2. Créer un collectif des professionnels de santé au service des patients. Comment ?
 
  • en constituant des communautés professionnelles territoriales de santé (CPTS), afin que tous les
    1000
    communautés professionnelles territoriales de santé d’ici à 2022
    professionnels d’un territoire s’organisent pour répondre ensemble aux besoins de la population. Ces CPTS assumeront notamment des "urgences de ville", pour décharger les urgences hospitalières qui doivent se concentrer sur les situations vitales. L’objectif est d’en déployer au moins 1 000 d’ici à 2022. Une stratégie de déploiement sera arrêtée d’ici à la fin 2018. Une partie de la rémunération des professionnels sera conditionnée à l’adhésion à une CPTS.
 
  • en créant 400 postes de médecins généralistes salariés dans des déserts médicaux pour permettre aux patients d’accéder à une consultation généraliste en ville.
     
  • en labellisant dès 2020 les premiers "hôpitaux de proximité", avec l’objectif de reconnaissance de 500 à 600 établissements, et en réformant le régime des autorisations des activités de soins, dans une logique de gradation des soins entre soins de proximité et soins spécialisés.
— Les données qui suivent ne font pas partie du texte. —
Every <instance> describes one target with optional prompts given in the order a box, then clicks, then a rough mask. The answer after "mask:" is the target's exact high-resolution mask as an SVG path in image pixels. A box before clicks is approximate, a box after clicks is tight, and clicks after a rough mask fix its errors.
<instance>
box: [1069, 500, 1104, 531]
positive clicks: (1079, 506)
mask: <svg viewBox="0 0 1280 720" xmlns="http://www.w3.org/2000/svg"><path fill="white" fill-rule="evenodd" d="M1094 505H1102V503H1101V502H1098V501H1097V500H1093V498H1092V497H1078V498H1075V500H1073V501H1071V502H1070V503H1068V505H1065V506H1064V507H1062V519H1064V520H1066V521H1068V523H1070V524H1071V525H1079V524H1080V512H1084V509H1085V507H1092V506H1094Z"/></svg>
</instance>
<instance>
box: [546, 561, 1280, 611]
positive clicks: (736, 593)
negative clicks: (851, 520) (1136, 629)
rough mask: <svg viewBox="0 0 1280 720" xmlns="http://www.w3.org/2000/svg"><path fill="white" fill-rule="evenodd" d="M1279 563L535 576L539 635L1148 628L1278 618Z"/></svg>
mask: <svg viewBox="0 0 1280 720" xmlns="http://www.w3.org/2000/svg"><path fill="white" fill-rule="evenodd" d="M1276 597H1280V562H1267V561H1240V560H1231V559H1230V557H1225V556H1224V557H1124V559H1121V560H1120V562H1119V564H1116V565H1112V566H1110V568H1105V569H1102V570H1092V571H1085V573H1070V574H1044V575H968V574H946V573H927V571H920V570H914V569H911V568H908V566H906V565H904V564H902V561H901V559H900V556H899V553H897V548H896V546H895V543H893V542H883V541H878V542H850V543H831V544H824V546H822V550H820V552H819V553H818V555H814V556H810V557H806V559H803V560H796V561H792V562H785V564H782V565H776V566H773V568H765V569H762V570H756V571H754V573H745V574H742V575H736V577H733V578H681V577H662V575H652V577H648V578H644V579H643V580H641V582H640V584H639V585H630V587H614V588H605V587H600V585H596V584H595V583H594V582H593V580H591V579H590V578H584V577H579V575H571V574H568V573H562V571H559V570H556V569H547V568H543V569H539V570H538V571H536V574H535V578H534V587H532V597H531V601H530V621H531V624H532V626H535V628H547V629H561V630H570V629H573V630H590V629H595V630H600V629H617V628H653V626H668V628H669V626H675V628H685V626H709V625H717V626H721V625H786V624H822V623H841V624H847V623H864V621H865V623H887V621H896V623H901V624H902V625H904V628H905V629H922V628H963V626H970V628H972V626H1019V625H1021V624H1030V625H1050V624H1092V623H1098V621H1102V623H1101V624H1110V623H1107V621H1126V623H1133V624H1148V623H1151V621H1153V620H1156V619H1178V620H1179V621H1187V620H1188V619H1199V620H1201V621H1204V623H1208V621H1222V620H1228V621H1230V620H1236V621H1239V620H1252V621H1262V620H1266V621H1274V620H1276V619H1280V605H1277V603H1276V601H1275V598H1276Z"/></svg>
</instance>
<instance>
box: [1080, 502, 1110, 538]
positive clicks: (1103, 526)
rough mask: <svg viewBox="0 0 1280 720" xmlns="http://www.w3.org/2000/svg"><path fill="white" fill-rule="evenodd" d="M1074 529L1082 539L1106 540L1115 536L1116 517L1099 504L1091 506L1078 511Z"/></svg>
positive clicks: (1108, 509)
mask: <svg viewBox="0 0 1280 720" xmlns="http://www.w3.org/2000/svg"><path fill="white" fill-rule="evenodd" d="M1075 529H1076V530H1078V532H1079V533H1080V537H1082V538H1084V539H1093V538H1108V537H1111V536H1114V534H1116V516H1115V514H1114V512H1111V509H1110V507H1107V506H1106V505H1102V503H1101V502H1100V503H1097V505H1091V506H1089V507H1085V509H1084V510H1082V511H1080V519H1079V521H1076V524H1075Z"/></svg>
3. Mettre la qualité au cœur du système de santé. Comment ?
 
  • en allant vers une limitation progressive la part de financement à l’activité (T2A) et à l’acte, pour qu’elle ne représente pas plus de 50% des modes de financement de l'hôpital.
     
  • en créant des ffinancements au forfait pour la prise en charge du diabète et de l’insuffisance rénale à l’hôpital dès 2019. Ils seront élargis à partir de 2020 à d’autres pathologies.
     
  • en évaluant la qualité des soins à partir de l’expérience des patients.
     
  • en remettant le soignant au cœur de l’organisation, notamment par l’élargissement des compétences de la commission médicale d’établissement pour renforcer la participation des médecins au pilotage des hôpitaux.

Pourquoi ?

  • Grâce au dévouement des professionnels de santé : notre système de système de soins est l’un des plus performants au monde. Il est "notre force et notre fierté", a précisé le Président de la République lors de la présentation de la nouvelle stratégie de transformation du système de santé.
    La France a la deuxième espérance de vie la plus élevée au monde et le reste à charge pour les ménages est le plus faible du monde (moins de 8% du coût des soins), grâce à un haut niveau de couverture.
     
  • Conçu il y a 60 ans notre système de santé est fragilisé par des tensions en terme d’accès aux soins, de conditions d’exercice et financières. Il faut mieux répondre aux besoins de santé des patients, en plaçant la prévention et la qualité au cœur de notre système.
 
  • Ces tensions se répercutent sur les patients (difficulté à trouver un médecin rapidement, attente interminable aux urgences, soins de qualité et de pertinence inégales.)
     
  • Les soignants sont quant à eux confrontés à un sentiment de perte de sens,une impression de n’avoir pas le temps pour l’essentiel et un manque de perspective d’évolution de carrière.